In the absence of a regimented unemotional process to manage your remaining open position after closing 60% at Target, you will get out on pain, whilst staying in on greed. The Trade Gradient Bands are an outstanding tool to ensure what is already a good situation is not spoiled in anyway by a lack of process to contain the emotional urges.
There needs to be a basis by which a trader can ‘milk’ the extended move, often common with first HVF’s in new trends. This over performance to initial planned RRR compensates for the additional risk of making the call on a short period of new trend for the timeframe under review.
The logic defining the bands, is that the ‘Infield area’ price action provides us with information on the momentum of the break. This means we have a clue on the trades force in reaching Target. We use a simple process to provide us with two lines that provide an approximated gradient for the trade at its best and slowest progress moments, any additional progress in the required direction within the bands area, whilst not retracing through our original target, see’s the trade as ‘Compliant’ and left open. A breach of the upper band suggests original momentum is now dissipating and that on offer should be taken quickly before, a progress decay stage moves into full swing with pullbacks against the set ups original direction.
A breach of the lower band represents an overperformance on our ‘excess profit management’ process and also see’s the trade closed. Why?
We were making more money even faster than before? Experience has shown anything accelerating at an excessive level beyond that already attained is at an utter extreme point of market reaction, bounces regularly occur, ‘punishing’ over performance with closing the trade often secures excellent profits and timing when retrospectively reviewed, nothing moves in straight lines for very long and holding the other side of the trade when
the ‘herd are stampeding’ whilst difficult to do, often proves exceedingly prudent after.
Deere chart below, a US Listed Stock.

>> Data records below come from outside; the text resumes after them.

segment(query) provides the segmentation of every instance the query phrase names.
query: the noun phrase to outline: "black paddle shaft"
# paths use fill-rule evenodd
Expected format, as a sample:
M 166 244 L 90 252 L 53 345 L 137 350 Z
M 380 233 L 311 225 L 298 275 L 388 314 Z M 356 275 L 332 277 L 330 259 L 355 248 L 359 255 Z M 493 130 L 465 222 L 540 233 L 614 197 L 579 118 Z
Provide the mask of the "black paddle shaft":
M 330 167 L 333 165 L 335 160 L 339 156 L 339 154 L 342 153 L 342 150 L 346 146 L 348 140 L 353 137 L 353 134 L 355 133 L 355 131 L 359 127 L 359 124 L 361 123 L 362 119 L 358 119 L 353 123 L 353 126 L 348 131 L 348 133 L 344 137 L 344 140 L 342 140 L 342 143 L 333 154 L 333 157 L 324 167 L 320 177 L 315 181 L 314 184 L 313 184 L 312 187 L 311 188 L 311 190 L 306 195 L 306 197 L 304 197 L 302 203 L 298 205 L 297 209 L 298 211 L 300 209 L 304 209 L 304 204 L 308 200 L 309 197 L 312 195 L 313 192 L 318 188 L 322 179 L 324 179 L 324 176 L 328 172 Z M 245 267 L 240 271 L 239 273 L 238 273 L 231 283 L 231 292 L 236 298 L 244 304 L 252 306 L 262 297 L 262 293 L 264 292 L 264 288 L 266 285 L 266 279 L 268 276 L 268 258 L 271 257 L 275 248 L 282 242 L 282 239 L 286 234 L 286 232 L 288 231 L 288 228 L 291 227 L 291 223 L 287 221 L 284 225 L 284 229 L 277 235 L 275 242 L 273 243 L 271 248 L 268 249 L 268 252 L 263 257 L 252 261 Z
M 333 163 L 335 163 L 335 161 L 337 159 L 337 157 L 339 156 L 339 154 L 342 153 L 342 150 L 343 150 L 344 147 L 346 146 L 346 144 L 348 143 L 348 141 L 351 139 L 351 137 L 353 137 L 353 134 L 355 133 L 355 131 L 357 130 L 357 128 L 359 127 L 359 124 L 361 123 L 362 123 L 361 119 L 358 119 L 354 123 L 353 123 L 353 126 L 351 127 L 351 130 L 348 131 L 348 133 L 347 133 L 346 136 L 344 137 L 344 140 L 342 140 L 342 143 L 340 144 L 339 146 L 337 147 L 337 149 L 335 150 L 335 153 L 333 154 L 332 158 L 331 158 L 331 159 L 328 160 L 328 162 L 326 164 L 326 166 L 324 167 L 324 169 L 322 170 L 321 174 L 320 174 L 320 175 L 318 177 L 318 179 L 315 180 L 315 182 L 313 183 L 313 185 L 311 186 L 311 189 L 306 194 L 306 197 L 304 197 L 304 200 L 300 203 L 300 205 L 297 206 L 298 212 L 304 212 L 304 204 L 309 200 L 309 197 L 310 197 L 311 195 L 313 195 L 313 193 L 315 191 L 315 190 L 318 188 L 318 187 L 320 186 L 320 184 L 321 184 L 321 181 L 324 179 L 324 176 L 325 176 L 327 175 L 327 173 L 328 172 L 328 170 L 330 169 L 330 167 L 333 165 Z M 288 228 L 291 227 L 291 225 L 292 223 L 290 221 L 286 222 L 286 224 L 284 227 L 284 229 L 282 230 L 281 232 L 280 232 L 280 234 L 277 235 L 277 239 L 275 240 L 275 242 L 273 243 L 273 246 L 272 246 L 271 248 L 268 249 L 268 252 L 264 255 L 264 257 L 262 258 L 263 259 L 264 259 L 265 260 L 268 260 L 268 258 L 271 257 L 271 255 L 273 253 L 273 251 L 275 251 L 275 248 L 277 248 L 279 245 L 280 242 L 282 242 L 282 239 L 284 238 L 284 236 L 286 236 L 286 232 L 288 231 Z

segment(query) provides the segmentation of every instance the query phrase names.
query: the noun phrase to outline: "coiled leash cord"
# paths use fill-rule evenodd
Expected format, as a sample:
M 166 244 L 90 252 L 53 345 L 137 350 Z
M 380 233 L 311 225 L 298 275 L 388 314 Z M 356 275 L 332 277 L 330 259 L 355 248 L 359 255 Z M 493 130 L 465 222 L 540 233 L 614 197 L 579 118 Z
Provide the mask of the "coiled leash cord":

On a 30 Min Inverted HVF
The line of efficiency is usually superior by its gradient angle to the Trade Gradient Bands at it median line (The one best splitting the two limits aggregate performance, but they provide a degree of tolerance around the Line of Efficiency (LoE - attained from entry to partial close at the traditional HVF target).
These bands become live, post target attainment; along with the target level itself. Meaning any close through the Target level (already taken for 60%+) or the lower or upper gradient bands requires an immediate close of the residual position (40% maximum). Done on your pattern timeframe for candle closes.
This in trade management technique, can only be utilized by traders who have reasonable access to monitor the position. For those that cant monitor the market, follow the rules set below for the ‘whilst away ‘ situation described below. Don’t Trail Stops into the Trade Gradient Band area! What we do, do, is we move your Stop Loss pending order to the Target level already previously attained on the bulk of the position (Now a Profit Lock in).
For the take profit, we face a dilemma, as we do not have a horizontal level for which a fixed level may be selected.
If you need to be someplace else, leave your loss stop at the original Target level and place your new Take Profit on the Lower Trade Gradient Band, that which is directly below the current candle timeframe. In other words were it to capitulate in a straight line down vertically you would be closed on the band, this along with the profit lock in at the original Target ‘Collars ‘ the trade whilst you are busy. When you return, if neither have been hit but you have a close outside either the lower or upper gradient bands close the trade at market.